Welcome to our World

A world filled with love, happiness, and God. He blesses our family every day that Alyssa's shunt continues to work. Thank you Lord.

Thursday, November 26, 2015

I pulled my tooth!!

Alyssa was so excited lost night! She,with the help of daddy, pulled her first tooth! Easton had to explain the whole tooth fairy thing to her. It was beyond sweet, but she still wasn't sure about all of it until she got up this morning and found money under her pillow. Now she loves the tooth fairy! I wasn't to sure how I felt about the whole ordeal. I mean after all she is my baby, and I think she is growing up too fast! Today we went and saw a couple of ships that are replicas of the Nina and the Pinta in which Christopher Columbus sailed on in 1942. The kids enjoyed it, and so did I! I love making them places and helping them to have experiences that they will hopefully remember a long time. I think experiencing life is just as important as it is to learn about it from a book. Research shows that children learn quicker and better if they can see and touch something. I think Easton will always know the names of those ships just because we went and actually saw them, toured them, and experienced them! Alyssa is behind in her cognitive development. She has a lot of trouble remembering her alphabet and her numbers. Spelling her name is not as easy for her as it is for others. Her focus is about ten seconds long. She learns so much better if we actually make a game out of it. As long as it is fun she is up for it! This is one reason I love being around children! They know how to have fun and be happy! Sometimes as adults we get so stressed out about our day to day life that we tend to forget how to have fun! God wants us to be happy! He wants us to be joyful! I'm mostly this way when I am with my babies! They are my heart!

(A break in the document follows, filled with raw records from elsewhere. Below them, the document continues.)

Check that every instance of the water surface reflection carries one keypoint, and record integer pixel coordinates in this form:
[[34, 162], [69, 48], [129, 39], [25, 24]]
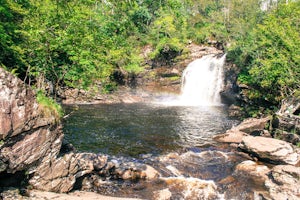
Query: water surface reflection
[[136, 129]]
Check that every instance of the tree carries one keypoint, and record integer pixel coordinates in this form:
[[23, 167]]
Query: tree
[[270, 56]]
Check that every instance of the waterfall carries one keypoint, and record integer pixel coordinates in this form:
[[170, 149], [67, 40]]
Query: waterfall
[[202, 81]]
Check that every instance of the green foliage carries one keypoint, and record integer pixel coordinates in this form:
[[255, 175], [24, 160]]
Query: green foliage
[[269, 56], [80, 44], [48, 106]]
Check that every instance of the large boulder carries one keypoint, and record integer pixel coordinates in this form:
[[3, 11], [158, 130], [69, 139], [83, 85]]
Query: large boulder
[[271, 150], [250, 126], [27, 134], [248, 169], [284, 182], [59, 175]]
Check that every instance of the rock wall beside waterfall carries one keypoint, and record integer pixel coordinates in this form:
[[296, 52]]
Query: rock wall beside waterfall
[[27, 136], [31, 143]]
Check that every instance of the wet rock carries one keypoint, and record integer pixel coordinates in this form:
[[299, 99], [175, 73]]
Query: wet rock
[[164, 194], [130, 171], [235, 111], [284, 182], [253, 171], [191, 188], [286, 136], [231, 136], [251, 125], [27, 133], [271, 150], [290, 106], [287, 118], [59, 175]]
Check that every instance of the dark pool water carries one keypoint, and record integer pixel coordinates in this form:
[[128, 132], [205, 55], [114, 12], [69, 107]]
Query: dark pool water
[[175, 140], [137, 129]]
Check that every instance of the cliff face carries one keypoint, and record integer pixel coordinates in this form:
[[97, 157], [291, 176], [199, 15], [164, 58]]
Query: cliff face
[[30, 142], [26, 135]]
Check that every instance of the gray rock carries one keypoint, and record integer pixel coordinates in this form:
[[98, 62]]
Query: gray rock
[[284, 182], [60, 174], [250, 169], [231, 136], [27, 134], [272, 150], [251, 125]]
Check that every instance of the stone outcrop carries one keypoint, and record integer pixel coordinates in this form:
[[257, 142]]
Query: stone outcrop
[[27, 135], [272, 150], [250, 169], [189, 188], [59, 175], [31, 141], [284, 182], [251, 126]]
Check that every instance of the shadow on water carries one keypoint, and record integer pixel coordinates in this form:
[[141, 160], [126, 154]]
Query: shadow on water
[[137, 129], [175, 140]]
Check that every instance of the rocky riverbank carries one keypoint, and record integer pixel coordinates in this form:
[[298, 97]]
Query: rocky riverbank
[[260, 139]]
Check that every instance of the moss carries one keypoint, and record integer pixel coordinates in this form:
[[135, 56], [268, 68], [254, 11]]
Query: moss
[[48, 106]]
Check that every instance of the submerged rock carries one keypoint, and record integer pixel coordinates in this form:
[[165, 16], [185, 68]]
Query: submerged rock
[[271, 150], [253, 171], [191, 188], [284, 182], [59, 175], [252, 125], [231, 136]]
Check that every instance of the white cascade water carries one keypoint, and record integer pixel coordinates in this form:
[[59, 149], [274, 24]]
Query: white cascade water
[[202, 81]]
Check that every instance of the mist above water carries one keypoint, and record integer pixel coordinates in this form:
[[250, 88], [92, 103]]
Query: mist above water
[[201, 83]]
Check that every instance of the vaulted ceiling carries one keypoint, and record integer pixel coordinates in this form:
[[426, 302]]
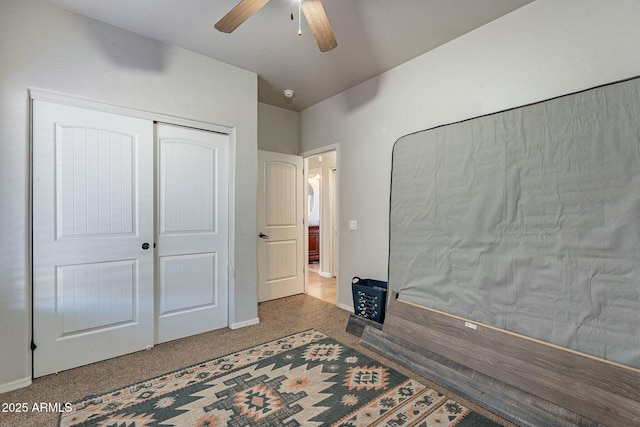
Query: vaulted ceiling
[[373, 36]]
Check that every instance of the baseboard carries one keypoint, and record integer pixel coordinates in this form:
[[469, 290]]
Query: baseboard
[[14, 385], [239, 325]]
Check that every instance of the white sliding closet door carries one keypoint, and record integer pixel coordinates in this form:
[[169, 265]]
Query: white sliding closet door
[[92, 220], [193, 241]]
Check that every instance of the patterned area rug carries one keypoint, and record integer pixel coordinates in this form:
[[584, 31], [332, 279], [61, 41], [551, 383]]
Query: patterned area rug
[[305, 379]]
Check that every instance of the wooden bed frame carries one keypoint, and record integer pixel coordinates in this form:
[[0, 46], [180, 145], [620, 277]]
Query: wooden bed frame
[[530, 382]]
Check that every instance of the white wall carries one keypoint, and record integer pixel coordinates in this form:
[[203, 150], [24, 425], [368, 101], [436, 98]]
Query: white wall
[[545, 49], [278, 129], [45, 47]]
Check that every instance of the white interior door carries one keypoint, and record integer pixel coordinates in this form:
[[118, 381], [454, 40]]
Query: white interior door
[[280, 226], [192, 231], [92, 215]]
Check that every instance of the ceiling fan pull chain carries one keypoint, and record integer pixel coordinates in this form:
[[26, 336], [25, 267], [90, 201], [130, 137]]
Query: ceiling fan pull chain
[[299, 21]]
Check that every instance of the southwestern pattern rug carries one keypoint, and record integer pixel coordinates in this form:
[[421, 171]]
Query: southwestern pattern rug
[[304, 379]]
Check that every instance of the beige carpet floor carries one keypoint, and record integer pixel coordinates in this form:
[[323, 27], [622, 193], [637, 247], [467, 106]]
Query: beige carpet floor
[[277, 318]]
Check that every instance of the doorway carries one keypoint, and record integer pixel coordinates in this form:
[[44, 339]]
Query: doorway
[[321, 200]]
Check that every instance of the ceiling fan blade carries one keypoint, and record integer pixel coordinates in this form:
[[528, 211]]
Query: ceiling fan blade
[[319, 24], [239, 14]]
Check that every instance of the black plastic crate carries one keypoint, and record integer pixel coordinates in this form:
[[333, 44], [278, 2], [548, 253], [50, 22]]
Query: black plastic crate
[[369, 298]]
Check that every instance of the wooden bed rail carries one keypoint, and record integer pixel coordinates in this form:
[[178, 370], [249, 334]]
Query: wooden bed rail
[[530, 382]]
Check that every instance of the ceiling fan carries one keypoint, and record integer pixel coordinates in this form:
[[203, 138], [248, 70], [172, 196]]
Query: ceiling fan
[[312, 9]]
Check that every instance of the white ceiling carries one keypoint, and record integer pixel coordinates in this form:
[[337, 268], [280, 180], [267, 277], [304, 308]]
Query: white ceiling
[[373, 36]]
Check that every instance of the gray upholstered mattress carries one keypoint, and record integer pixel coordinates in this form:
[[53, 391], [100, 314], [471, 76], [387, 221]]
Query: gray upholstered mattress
[[528, 220]]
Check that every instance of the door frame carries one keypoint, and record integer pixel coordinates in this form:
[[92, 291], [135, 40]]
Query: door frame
[[74, 101], [305, 155]]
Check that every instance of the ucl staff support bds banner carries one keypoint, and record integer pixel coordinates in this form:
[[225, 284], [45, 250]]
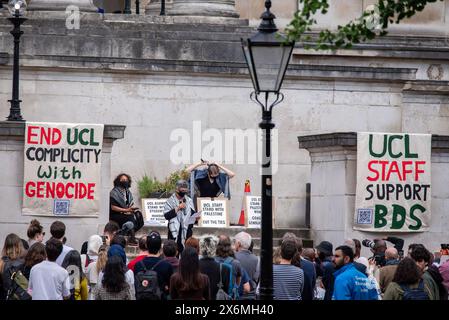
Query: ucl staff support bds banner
[[62, 169], [393, 182]]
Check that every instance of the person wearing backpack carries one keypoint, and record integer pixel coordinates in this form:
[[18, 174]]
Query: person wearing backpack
[[117, 250], [189, 283], [422, 259], [49, 281], [350, 283], [407, 283], [78, 281], [35, 232], [12, 261], [36, 254], [219, 276], [152, 274], [225, 256], [113, 285]]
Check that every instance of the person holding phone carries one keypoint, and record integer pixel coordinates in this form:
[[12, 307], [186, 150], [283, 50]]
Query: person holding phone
[[177, 210], [209, 180], [122, 207]]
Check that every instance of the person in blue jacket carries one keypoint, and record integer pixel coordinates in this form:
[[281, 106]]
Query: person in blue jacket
[[351, 284]]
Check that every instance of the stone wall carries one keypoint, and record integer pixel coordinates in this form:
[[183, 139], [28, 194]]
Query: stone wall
[[432, 20], [157, 74]]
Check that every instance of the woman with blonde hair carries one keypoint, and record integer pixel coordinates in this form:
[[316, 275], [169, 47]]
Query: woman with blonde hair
[[94, 269], [12, 260]]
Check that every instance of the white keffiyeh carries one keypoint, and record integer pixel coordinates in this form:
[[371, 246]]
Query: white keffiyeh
[[182, 218]]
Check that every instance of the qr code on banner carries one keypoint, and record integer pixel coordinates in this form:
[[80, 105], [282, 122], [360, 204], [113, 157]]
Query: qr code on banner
[[61, 207], [364, 216]]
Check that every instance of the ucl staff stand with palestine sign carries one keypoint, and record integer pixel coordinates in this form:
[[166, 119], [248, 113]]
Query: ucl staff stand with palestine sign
[[393, 182], [153, 210], [214, 212], [62, 169]]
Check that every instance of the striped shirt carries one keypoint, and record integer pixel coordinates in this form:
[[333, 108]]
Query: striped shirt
[[288, 282]]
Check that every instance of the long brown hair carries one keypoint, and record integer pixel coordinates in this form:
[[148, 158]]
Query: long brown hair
[[407, 272], [34, 228], [12, 249], [102, 258], [36, 254], [189, 270]]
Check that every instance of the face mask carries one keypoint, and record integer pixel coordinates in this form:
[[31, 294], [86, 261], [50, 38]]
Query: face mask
[[181, 193], [124, 184]]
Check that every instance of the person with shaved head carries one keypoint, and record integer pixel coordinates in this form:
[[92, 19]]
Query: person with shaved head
[[386, 273]]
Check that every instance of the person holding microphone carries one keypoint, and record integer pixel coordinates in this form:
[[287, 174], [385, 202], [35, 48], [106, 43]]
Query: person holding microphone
[[178, 211]]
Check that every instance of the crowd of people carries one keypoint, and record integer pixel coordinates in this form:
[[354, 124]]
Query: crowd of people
[[212, 268]]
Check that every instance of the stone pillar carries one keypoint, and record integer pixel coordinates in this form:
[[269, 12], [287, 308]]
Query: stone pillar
[[61, 5], [12, 140], [208, 8], [333, 182]]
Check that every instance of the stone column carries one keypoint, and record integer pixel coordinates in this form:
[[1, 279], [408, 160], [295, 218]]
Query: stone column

Saturday, November 21, 2015

Let them be little

From the words straight out of a country song, Let them be little,  should be our motto as parents. Alyssa has her first loose tooth! There will never be another first loose tooth for her. She is growing up way to fast. Easton is out growing his clothes so fast he looks like he is wearing capris, and for a boy that is not cool! Or so I've been told! Have you ever stopped to think how fast time flies? I mean didn't I just take my Christmas tree down!! Wasn't my baby girl small enough to fit in my lap? Life is short hasn't ever really meant much to me, until recently when I lost my grandmother. All the years I spent with her, loving her, hugging her, talking to her, just being with her, are over. When did I have that last hug? That last I love you? Or see the last smile on her face? Then more recently Brad having his wreck, totaling our vehicle, has once again allowed me to realize he could have been gone. From the injuries to his spine and neck, one wrong move before the helicopter arrived could have killed him.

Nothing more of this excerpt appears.